The application uses the following technology stack:
- **Python 3.11**: Core programming language
- **Streamlit**: Web framework
- **Pandas/NumPy**: Data processing
- **Scikit-learn/XGBoost/CatBoost**: Machine learning
- **Matplotlib/Seaborn**: Visualization
- **SQLAlchemy**: Database ORM
- **TextBlob**: Sentiment analysis
- **Requests**: HTTP API access

## 10. Future Enhancements

The system has several planned future enhancements:

1. **Advanced Time Series Models**: Integration of ARIMA, Prophet, and deep learning models
2. **Competitor Analysis**: Incorporating competitor data into predictions
3. **Economic Indicators**: Adding macroeconomic data like inflation and consumer confidence
4. **Multi-Store Support**: Enhanced features for businesses with multiple locations
5. **Real-time Updating**: Continuous model updating as new data becomes available
6. **Explainable AI**: More detailed model explanations for business users
7. **Mobile App Integration**: Companion mobile application for notifications and quick insights
8. **Supply Chain Integration**: Connecting predictions to inventory management systems

## Conclusion

This sales prediction system provides retailers with a powerful tool for forecasting sales based on multiple data sources.

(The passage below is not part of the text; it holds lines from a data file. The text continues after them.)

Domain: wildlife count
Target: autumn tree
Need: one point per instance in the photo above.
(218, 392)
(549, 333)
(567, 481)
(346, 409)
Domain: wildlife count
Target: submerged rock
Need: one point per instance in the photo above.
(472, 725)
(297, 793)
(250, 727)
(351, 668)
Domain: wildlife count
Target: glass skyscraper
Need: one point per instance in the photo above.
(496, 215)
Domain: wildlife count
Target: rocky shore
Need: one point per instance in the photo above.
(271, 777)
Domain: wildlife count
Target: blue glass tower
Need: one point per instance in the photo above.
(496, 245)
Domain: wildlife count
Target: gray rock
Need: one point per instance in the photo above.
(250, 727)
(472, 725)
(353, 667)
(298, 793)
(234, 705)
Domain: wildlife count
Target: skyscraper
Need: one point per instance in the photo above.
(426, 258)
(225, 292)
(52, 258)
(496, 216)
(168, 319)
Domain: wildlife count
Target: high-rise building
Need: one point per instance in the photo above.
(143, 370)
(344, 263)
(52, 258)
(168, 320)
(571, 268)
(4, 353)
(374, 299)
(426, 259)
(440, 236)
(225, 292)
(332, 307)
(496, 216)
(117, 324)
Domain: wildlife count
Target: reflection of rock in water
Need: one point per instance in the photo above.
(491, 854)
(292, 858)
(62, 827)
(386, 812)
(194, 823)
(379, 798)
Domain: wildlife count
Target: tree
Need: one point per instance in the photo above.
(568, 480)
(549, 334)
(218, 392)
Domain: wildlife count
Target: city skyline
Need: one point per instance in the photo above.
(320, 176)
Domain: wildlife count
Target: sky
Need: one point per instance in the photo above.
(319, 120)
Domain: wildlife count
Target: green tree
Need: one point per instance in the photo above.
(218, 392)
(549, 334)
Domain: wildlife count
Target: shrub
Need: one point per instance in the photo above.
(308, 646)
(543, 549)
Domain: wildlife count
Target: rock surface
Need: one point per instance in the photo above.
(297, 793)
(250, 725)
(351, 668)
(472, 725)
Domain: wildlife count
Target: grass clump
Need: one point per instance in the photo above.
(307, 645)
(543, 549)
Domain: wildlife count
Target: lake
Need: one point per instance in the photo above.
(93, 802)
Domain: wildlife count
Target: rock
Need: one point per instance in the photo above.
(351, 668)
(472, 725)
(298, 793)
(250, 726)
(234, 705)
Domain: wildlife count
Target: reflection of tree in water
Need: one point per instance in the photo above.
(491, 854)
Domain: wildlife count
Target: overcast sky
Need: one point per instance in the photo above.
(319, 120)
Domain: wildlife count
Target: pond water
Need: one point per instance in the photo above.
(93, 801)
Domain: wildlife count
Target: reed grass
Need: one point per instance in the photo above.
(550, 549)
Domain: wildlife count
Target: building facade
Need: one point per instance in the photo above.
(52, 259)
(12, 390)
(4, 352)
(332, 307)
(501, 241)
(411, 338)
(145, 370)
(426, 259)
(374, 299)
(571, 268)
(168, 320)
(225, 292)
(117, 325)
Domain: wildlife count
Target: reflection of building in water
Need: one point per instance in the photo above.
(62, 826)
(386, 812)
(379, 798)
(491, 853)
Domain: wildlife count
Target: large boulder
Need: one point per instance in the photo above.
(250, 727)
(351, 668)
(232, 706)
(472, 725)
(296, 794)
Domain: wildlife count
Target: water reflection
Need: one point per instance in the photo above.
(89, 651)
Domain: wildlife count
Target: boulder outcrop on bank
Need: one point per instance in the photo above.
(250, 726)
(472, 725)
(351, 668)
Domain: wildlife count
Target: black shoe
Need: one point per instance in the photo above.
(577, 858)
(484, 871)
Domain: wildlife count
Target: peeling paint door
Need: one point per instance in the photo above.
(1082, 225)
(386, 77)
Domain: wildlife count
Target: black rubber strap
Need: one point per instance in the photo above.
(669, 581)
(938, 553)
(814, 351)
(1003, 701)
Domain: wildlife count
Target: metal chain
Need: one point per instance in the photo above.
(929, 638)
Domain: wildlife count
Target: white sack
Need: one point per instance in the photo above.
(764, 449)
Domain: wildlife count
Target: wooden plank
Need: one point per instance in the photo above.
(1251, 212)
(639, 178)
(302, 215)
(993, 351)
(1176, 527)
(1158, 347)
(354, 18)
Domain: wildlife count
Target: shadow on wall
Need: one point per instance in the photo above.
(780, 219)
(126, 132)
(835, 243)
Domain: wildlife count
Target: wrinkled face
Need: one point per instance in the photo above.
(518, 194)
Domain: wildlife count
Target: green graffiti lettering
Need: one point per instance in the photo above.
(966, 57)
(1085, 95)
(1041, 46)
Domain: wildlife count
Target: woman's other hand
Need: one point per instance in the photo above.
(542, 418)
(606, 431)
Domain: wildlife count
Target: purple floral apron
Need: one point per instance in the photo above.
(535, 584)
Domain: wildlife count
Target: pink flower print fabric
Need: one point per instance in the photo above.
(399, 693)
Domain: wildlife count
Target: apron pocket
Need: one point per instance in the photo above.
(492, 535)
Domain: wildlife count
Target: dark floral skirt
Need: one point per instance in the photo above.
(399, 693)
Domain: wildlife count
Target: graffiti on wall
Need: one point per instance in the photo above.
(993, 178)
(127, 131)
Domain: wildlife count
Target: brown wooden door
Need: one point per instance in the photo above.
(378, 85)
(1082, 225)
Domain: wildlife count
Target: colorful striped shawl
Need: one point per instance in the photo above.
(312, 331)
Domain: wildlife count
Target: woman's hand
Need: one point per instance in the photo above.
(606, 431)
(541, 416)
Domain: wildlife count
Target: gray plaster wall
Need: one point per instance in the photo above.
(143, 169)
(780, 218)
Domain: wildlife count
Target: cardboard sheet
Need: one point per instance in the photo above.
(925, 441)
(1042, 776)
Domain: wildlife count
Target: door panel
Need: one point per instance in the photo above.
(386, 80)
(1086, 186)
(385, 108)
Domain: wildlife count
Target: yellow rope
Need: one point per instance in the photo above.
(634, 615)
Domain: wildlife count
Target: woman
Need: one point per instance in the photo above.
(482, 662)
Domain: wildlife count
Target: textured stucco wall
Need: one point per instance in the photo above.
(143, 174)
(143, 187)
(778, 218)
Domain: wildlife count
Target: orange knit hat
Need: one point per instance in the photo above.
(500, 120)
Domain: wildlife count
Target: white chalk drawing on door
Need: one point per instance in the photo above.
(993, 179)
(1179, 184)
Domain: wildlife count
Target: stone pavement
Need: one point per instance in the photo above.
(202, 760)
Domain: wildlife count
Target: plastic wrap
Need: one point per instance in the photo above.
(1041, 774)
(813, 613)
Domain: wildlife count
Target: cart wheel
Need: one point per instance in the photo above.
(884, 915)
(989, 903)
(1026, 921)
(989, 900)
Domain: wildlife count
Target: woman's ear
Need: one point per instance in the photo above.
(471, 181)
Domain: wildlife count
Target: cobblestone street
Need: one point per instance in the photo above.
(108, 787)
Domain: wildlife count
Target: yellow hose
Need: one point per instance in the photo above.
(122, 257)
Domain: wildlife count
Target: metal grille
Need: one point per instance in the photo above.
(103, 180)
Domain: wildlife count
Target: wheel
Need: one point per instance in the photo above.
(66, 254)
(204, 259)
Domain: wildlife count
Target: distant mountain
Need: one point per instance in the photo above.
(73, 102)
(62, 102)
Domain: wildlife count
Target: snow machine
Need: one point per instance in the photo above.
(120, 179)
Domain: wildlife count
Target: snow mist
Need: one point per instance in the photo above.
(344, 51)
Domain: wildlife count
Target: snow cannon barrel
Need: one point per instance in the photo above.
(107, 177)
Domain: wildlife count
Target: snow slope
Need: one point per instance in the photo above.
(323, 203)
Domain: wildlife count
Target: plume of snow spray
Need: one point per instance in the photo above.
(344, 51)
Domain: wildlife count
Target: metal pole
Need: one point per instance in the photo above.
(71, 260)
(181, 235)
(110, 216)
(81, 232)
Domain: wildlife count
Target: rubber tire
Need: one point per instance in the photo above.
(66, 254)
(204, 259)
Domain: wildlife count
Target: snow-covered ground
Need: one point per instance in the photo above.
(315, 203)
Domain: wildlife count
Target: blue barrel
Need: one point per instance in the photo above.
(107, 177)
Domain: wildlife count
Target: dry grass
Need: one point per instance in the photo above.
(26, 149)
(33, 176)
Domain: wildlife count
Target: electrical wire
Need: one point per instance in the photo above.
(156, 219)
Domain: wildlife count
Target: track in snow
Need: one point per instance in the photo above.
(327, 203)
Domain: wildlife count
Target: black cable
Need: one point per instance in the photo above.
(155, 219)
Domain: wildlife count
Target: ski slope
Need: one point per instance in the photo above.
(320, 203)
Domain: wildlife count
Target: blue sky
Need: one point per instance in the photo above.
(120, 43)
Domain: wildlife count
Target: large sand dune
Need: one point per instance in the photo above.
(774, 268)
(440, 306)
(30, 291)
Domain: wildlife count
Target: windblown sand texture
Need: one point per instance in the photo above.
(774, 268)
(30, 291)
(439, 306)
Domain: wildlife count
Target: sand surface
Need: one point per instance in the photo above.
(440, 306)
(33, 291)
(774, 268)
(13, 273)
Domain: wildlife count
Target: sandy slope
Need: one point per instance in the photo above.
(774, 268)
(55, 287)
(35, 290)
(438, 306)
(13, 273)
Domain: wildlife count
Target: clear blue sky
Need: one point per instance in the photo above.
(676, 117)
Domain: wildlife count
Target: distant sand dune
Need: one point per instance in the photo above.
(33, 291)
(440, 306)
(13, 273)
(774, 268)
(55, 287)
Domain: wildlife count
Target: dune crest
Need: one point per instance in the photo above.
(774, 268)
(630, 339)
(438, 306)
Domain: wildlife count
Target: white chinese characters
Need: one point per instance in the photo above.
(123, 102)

By combining historical sales data with weather information and social media sentiment, the system generates highly accurate predictions that can help businesses optimize inventory, staffing, and marketing efforts.

The streamlined user interface, intuitive visualizations, and automated ensemble modeling make the system accessible to users without technical expertise, while the advanced feature engineering and model optimization techniques ensure the highest possible prediction accuracy.